In terms of similarities to other industries, there is some evidence that other sectors of the economy also benefit from localized knowledge spillovers, particularly from academic sources. Jaffe (1989) found that university research has a positive effect on the productivity of local firms across industries, and Branstetter (2003) finds that in California, industrial patents have been increasingly citing academic science in recent years. Some firms, such as Intel, have chosen to fund university research and foster ties with academics rather than having their own central research laboratories. If other R&D-intensive industries are similar to pharmaceuticals in the importance of the local academic institutions, it would not be surprising to see the highest growth rates in innovative activity around major research universities.
In addition, if geographic knowledge spillovers are important, then assessments of the impact of outsourcing should include considerations about how relocation affects not only employment but also the productivity of nearby organizations. In pharmaceuticals, most relocation has recently been into the U.S., not out of the country. This movement provides jobs and also, perhaps, a boost for the R&D efforts of surrounding firms.
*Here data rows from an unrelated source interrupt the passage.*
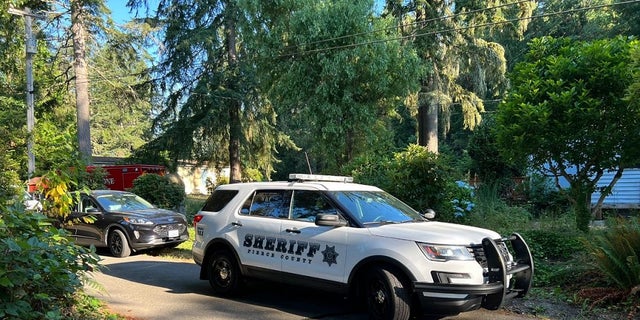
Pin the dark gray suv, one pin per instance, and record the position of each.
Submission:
(124, 222)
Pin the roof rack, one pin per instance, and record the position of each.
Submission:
(319, 177)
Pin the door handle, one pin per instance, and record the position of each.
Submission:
(294, 230)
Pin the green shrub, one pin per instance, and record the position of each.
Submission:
(160, 190)
(491, 212)
(419, 178)
(40, 270)
(617, 252)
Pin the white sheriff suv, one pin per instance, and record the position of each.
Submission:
(329, 233)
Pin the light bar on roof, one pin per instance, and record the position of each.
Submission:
(319, 177)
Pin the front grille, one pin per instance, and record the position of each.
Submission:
(163, 229)
(478, 253)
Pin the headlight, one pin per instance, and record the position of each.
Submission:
(137, 220)
(437, 252)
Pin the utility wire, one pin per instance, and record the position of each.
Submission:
(482, 25)
(412, 23)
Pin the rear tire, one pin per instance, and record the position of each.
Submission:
(224, 273)
(118, 244)
(386, 296)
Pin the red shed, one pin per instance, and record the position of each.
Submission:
(120, 177)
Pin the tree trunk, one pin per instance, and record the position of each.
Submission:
(235, 127)
(428, 123)
(81, 81)
(582, 206)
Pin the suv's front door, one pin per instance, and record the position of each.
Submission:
(314, 251)
(85, 223)
(258, 226)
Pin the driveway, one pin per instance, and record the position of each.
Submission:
(146, 287)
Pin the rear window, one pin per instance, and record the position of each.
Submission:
(218, 200)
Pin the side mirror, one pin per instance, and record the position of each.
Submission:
(429, 214)
(330, 220)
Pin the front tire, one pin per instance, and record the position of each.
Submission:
(224, 273)
(386, 296)
(118, 244)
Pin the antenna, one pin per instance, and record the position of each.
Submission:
(308, 163)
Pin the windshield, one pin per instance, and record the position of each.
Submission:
(123, 202)
(376, 207)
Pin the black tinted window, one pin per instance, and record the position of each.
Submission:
(218, 199)
(271, 203)
(307, 204)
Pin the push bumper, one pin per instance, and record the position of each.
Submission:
(503, 284)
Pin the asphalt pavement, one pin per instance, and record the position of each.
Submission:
(147, 287)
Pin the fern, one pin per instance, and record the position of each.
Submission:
(617, 252)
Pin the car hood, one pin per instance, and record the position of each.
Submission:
(157, 215)
(434, 232)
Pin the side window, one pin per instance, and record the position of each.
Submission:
(88, 204)
(218, 200)
(267, 203)
(308, 204)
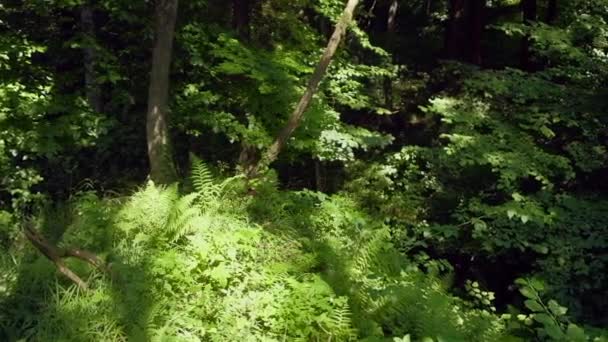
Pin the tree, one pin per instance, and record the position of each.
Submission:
(92, 88)
(455, 32)
(241, 17)
(296, 116)
(162, 169)
(529, 10)
(464, 30)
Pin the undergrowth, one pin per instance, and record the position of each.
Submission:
(217, 265)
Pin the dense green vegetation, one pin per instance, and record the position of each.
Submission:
(275, 170)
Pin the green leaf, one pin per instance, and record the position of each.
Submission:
(557, 309)
(544, 319)
(575, 333)
(534, 305)
(554, 332)
(529, 292)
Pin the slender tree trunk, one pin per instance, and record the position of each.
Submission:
(551, 12)
(391, 24)
(93, 90)
(162, 169)
(455, 30)
(296, 116)
(529, 9)
(476, 27)
(241, 18)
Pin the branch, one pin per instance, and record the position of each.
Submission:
(296, 116)
(55, 254)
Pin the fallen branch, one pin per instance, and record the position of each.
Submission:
(296, 116)
(56, 255)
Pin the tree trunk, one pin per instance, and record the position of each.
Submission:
(162, 170)
(241, 17)
(529, 15)
(476, 27)
(455, 30)
(296, 116)
(391, 24)
(551, 12)
(93, 90)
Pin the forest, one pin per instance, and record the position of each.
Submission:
(304, 170)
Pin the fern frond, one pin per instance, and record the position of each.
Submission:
(202, 180)
(182, 217)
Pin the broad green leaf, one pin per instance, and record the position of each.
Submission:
(534, 305)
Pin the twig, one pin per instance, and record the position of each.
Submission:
(55, 254)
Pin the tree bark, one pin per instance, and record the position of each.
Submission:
(391, 25)
(529, 10)
(162, 170)
(551, 12)
(296, 116)
(477, 25)
(56, 255)
(241, 18)
(455, 30)
(93, 90)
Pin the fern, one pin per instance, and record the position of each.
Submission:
(203, 182)
(183, 217)
(210, 194)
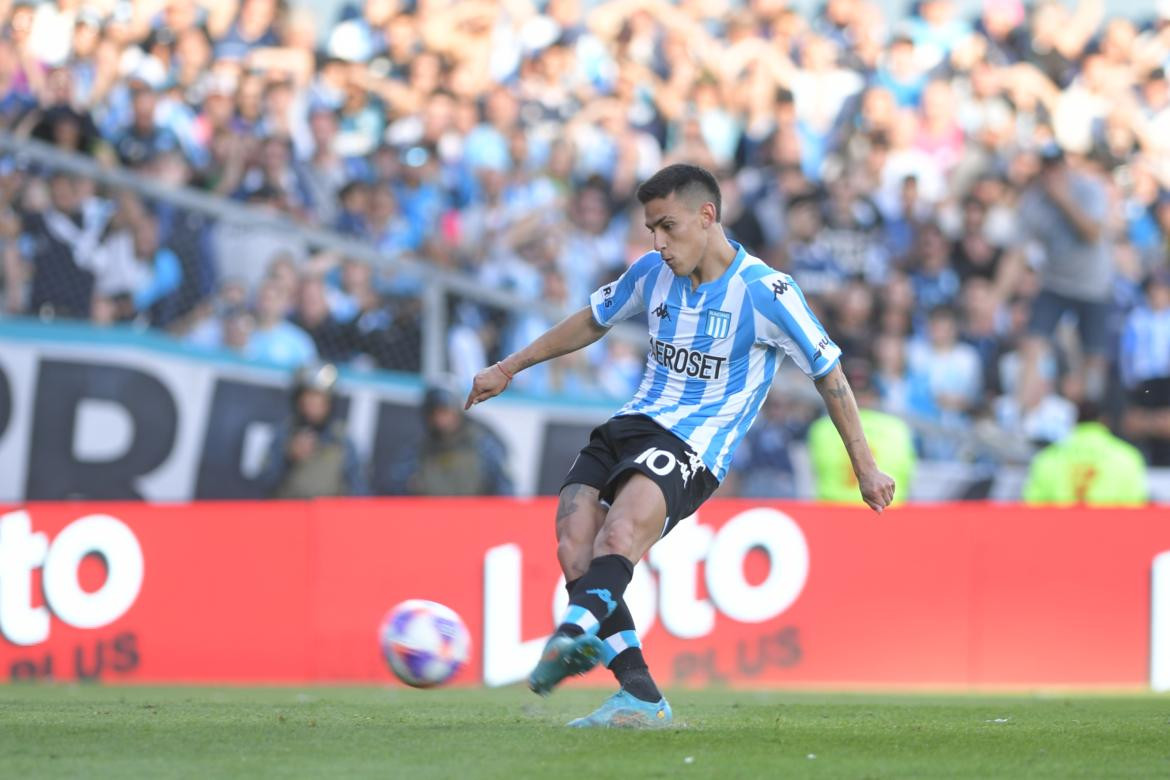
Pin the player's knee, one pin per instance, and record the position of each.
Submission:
(573, 557)
(618, 537)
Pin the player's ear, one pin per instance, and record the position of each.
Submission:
(707, 214)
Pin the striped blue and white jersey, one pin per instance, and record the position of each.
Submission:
(715, 350)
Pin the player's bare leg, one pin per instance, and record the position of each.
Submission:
(598, 620)
(579, 518)
(633, 523)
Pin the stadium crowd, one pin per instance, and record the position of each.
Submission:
(978, 208)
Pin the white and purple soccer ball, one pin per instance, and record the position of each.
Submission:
(424, 642)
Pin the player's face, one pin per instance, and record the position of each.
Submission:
(679, 232)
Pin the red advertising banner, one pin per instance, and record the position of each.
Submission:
(742, 593)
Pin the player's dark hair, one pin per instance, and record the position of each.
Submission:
(681, 178)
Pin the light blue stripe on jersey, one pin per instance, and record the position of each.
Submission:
(737, 377)
(778, 313)
(693, 388)
(665, 333)
(819, 326)
(744, 337)
(745, 418)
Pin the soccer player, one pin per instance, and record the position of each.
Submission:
(720, 323)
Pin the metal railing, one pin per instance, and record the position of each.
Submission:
(438, 284)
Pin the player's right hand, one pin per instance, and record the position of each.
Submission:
(876, 489)
(488, 382)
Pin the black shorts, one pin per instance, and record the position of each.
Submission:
(637, 443)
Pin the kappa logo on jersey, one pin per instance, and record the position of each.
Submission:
(662, 462)
(718, 323)
(821, 345)
(682, 360)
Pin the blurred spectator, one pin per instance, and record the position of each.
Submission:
(888, 435)
(952, 373)
(454, 456)
(247, 248)
(334, 340)
(1146, 370)
(1065, 212)
(61, 243)
(275, 339)
(900, 391)
(762, 467)
(132, 268)
(901, 151)
(1091, 467)
(310, 454)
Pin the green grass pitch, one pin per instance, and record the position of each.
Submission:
(248, 732)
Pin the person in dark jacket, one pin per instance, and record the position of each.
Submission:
(455, 456)
(311, 455)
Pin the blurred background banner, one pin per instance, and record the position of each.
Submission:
(744, 593)
(122, 414)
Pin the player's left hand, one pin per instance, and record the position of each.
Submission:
(876, 489)
(488, 382)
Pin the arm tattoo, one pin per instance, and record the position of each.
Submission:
(569, 496)
(839, 391)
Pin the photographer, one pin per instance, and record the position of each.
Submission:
(1065, 213)
(311, 455)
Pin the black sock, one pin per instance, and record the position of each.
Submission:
(598, 593)
(634, 676)
(628, 667)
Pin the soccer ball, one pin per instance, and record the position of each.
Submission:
(424, 642)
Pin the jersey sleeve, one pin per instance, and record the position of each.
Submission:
(785, 322)
(626, 297)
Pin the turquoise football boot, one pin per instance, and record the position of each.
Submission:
(564, 656)
(625, 711)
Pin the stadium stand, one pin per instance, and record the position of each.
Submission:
(426, 185)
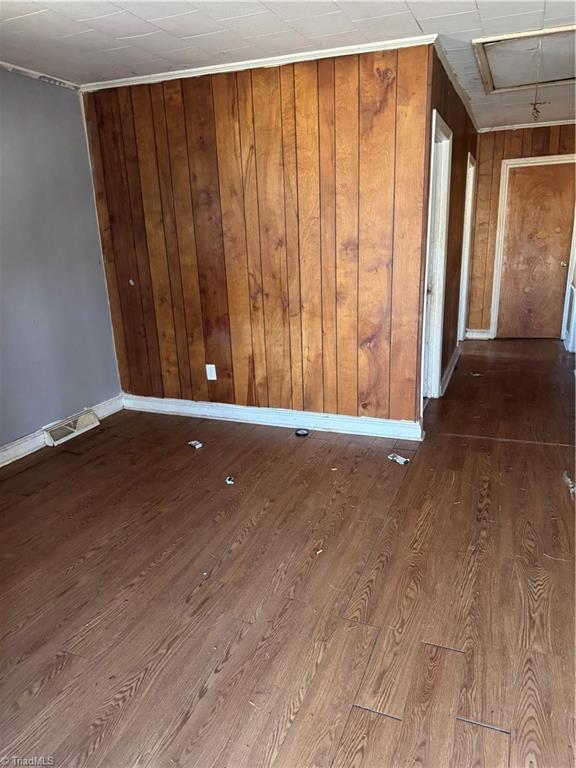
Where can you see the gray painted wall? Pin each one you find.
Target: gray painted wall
(56, 346)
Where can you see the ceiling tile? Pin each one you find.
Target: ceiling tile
(565, 21)
(217, 41)
(155, 10)
(83, 9)
(301, 10)
(523, 22)
(46, 25)
(460, 40)
(14, 10)
(427, 9)
(339, 40)
(389, 27)
(454, 23)
(330, 23)
(262, 23)
(158, 42)
(92, 40)
(559, 9)
(368, 9)
(219, 11)
(490, 9)
(279, 41)
(120, 24)
(190, 23)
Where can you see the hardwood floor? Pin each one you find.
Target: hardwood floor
(331, 608)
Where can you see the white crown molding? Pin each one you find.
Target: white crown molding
(39, 76)
(270, 61)
(33, 442)
(518, 126)
(278, 417)
(455, 82)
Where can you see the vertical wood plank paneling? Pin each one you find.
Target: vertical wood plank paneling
(346, 130)
(512, 144)
(376, 228)
(249, 222)
(106, 241)
(410, 201)
(554, 146)
(151, 200)
(328, 231)
(234, 233)
(109, 126)
(270, 182)
(308, 170)
(208, 223)
(252, 228)
(184, 218)
(140, 243)
(288, 99)
(567, 144)
(526, 141)
(540, 141)
(170, 237)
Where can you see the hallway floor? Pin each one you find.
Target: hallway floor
(331, 608)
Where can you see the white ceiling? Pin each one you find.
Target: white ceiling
(95, 40)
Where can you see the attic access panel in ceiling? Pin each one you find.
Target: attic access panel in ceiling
(527, 60)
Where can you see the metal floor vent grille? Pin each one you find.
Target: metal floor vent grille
(60, 431)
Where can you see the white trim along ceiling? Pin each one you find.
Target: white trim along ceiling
(90, 44)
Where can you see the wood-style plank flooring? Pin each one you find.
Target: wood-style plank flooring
(330, 608)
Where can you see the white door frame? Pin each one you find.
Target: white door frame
(440, 169)
(469, 209)
(501, 230)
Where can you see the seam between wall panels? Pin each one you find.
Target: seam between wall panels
(221, 227)
(237, 124)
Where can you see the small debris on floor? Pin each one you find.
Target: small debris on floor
(570, 483)
(398, 459)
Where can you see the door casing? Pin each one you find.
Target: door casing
(501, 231)
(435, 273)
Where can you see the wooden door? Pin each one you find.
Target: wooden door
(536, 252)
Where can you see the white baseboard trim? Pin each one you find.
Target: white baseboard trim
(477, 334)
(33, 442)
(449, 370)
(279, 417)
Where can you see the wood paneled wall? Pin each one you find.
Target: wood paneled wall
(493, 147)
(450, 106)
(271, 222)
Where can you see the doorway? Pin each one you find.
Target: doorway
(532, 270)
(467, 238)
(438, 212)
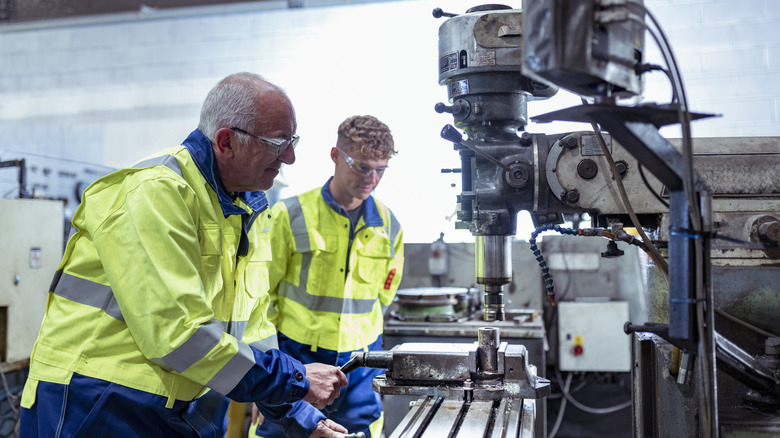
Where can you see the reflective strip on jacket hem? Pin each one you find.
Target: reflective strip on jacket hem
(101, 297)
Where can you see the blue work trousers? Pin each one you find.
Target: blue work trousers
(94, 408)
(357, 405)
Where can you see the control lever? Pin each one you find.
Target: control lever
(450, 133)
(350, 365)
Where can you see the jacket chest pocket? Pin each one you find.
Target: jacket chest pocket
(210, 239)
(321, 267)
(256, 279)
(373, 261)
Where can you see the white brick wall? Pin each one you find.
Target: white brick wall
(116, 88)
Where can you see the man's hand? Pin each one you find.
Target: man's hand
(325, 384)
(328, 429)
(257, 417)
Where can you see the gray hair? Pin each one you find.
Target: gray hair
(233, 103)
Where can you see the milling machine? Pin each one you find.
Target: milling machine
(705, 359)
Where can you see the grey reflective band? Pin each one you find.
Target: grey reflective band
(88, 293)
(168, 161)
(395, 228)
(235, 328)
(298, 224)
(329, 304)
(266, 344)
(228, 377)
(195, 348)
(318, 302)
(251, 219)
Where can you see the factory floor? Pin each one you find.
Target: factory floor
(596, 392)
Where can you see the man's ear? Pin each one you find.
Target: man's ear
(223, 142)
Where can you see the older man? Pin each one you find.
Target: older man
(157, 314)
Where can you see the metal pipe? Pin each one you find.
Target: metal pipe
(488, 340)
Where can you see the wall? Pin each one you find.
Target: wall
(110, 89)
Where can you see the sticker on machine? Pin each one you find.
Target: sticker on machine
(482, 59)
(459, 88)
(448, 62)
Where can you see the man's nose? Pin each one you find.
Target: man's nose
(288, 155)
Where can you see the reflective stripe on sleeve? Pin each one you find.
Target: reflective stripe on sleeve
(266, 344)
(168, 161)
(228, 377)
(193, 349)
(88, 293)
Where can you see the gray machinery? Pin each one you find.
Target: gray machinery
(705, 360)
(486, 388)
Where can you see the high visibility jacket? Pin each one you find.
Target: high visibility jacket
(163, 288)
(332, 279)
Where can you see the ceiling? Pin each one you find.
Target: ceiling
(32, 10)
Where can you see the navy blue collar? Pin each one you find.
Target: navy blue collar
(200, 148)
(370, 213)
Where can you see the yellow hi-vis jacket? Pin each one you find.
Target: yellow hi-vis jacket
(151, 293)
(331, 283)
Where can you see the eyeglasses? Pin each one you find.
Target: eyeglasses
(277, 145)
(361, 168)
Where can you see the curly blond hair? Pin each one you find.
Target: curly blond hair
(369, 136)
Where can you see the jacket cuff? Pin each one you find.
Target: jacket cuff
(275, 378)
(297, 419)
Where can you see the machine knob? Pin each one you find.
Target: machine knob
(438, 13)
(451, 134)
(770, 231)
(525, 139)
(459, 109)
(587, 169)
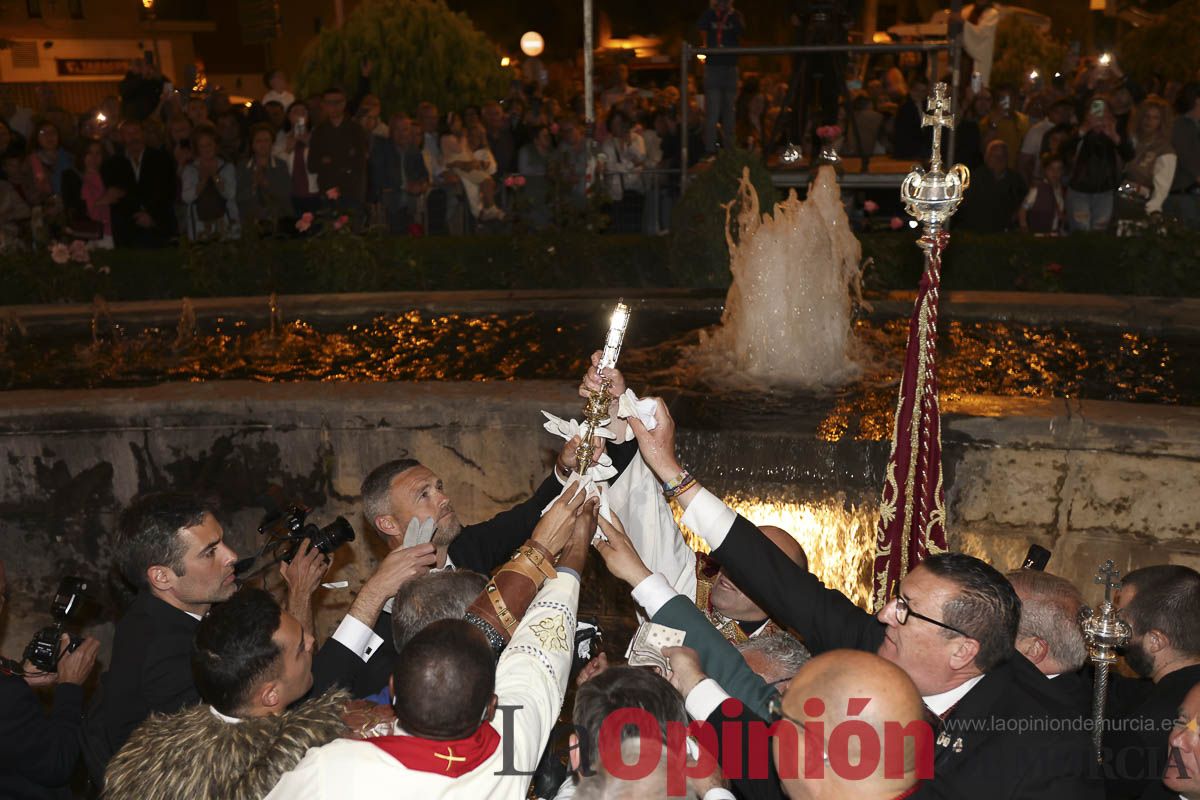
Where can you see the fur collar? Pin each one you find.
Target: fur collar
(195, 755)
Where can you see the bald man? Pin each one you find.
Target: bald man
(819, 701)
(730, 609)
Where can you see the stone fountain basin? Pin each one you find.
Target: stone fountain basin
(1090, 480)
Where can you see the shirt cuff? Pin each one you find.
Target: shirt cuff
(703, 698)
(709, 517)
(653, 594)
(358, 638)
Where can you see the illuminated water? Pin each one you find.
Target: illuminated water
(787, 314)
(975, 358)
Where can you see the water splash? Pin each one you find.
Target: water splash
(276, 316)
(101, 319)
(787, 317)
(186, 330)
(838, 537)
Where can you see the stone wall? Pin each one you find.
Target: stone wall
(1087, 480)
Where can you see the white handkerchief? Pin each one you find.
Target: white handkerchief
(643, 409)
(591, 488)
(568, 429)
(420, 531)
(646, 647)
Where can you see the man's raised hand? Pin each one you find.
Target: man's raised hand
(556, 525)
(619, 554)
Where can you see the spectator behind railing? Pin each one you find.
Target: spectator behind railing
(88, 202)
(1044, 209)
(144, 215)
(1098, 154)
(1149, 175)
(996, 192)
(292, 146)
(1185, 198)
(339, 152)
(48, 160)
(210, 191)
(399, 175)
(264, 185)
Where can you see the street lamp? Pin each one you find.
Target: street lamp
(148, 5)
(532, 43)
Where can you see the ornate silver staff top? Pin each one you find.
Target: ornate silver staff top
(1105, 633)
(595, 411)
(933, 197)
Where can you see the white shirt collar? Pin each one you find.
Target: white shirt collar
(223, 717)
(942, 703)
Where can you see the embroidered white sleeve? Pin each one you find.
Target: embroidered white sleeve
(357, 637)
(532, 673)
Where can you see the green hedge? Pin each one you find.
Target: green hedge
(1167, 265)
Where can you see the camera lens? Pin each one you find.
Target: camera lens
(334, 535)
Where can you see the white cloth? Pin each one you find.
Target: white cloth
(283, 98)
(979, 41)
(568, 429)
(531, 675)
(1164, 174)
(703, 698)
(358, 637)
(942, 703)
(643, 409)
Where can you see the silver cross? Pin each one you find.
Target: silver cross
(939, 116)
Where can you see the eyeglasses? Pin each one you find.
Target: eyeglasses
(904, 612)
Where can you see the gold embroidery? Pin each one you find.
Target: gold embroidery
(551, 632)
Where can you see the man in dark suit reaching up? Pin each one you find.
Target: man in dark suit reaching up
(952, 629)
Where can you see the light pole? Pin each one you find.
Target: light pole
(150, 18)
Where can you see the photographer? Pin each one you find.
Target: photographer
(40, 752)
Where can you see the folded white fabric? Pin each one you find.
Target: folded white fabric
(592, 488)
(419, 531)
(628, 405)
(570, 428)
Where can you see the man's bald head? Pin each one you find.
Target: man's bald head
(826, 690)
(731, 601)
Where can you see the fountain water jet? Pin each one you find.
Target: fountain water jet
(787, 314)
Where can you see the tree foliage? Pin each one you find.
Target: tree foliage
(1021, 47)
(419, 50)
(1169, 48)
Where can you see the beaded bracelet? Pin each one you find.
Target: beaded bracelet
(677, 481)
(678, 486)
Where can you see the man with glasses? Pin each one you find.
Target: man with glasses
(951, 629)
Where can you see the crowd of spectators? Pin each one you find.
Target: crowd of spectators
(1089, 151)
(449, 674)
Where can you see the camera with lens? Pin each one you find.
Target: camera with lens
(45, 650)
(288, 528)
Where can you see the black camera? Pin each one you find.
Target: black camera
(43, 651)
(288, 529)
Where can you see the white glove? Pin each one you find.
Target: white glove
(568, 429)
(419, 531)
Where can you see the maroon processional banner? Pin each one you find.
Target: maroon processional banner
(912, 510)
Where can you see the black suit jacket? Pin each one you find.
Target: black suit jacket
(150, 672)
(480, 547)
(153, 190)
(999, 756)
(1135, 743)
(40, 751)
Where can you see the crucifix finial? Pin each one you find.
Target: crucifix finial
(939, 116)
(1108, 575)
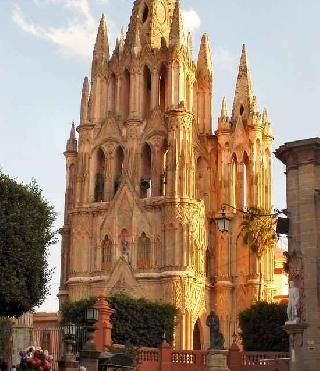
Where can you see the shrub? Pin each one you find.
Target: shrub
(135, 322)
(261, 327)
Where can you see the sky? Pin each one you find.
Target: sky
(46, 49)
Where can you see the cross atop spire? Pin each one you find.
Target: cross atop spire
(244, 100)
(204, 58)
(102, 43)
(72, 141)
(176, 32)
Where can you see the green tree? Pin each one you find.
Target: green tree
(135, 322)
(26, 221)
(259, 232)
(5, 334)
(261, 327)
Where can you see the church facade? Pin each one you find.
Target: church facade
(148, 175)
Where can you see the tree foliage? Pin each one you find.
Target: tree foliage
(140, 322)
(261, 327)
(75, 312)
(259, 232)
(5, 334)
(26, 221)
(136, 322)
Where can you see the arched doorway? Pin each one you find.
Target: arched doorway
(197, 336)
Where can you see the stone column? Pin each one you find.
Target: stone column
(154, 88)
(103, 333)
(302, 160)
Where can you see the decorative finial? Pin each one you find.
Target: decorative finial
(204, 59)
(72, 141)
(176, 33)
(224, 110)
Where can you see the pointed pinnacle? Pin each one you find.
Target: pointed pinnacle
(176, 32)
(244, 66)
(224, 109)
(102, 43)
(85, 86)
(204, 57)
(265, 118)
(72, 141)
(73, 131)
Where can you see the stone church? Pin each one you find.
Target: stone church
(150, 171)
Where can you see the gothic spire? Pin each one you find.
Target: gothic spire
(204, 58)
(265, 118)
(84, 102)
(176, 32)
(224, 109)
(102, 43)
(189, 44)
(72, 141)
(244, 100)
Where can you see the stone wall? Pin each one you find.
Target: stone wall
(302, 160)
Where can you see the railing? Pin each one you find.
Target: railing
(49, 339)
(190, 360)
(265, 361)
(149, 359)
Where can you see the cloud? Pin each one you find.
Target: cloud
(225, 60)
(75, 38)
(191, 20)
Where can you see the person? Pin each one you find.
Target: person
(293, 304)
(216, 338)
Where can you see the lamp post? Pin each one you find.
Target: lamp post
(91, 317)
(89, 354)
(68, 361)
(223, 221)
(69, 334)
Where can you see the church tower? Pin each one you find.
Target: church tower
(147, 177)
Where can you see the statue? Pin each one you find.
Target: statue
(293, 304)
(216, 337)
(99, 190)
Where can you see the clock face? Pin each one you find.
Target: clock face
(161, 13)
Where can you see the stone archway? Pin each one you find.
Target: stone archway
(197, 336)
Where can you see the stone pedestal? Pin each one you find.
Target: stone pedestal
(217, 360)
(89, 359)
(65, 365)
Correspondingly, if firms relocated their R&D labs to countries outside the U.S. because of restrictions on research or a shortage of U.S. scientists, then the U.S. would lose jobs as well as these knowledge spillovers, making the remaining firms less productive
Branstetter, Lee. 2003. “Exploring the Link between Academic Science and Industrial Innovation: The Case of California’s Research Universities.” Working Paper, Columbia Business School.
Furman, J.L., M.K. Kyle, I. Cockburn, and R. Henderson. 2004. “Public and Private Spillovers, Location, and the Productivity of Pharmaceutical Research.” Mimeo. Duke University.
Jaffe, A.B. 1989. “Real Effects of Academic Research.” American Economic Review 79, pp. 957-970.
Murray, F., and S. Stern. 2004. “Do Formal Intellectual Property Rights Hinder the Free Flow of Scientific Knowledge? An Empirical Test of the Anti-Commons Hypothesis.” Mimeo. MIT Sloan School.
Zucker, L., M. Darby, and M. Brewer. 1998. “Intellectual Human Capital and the Birth of U.S. Biotechnology Enterprises.” American Economic Review 88(1) pp. 290-306.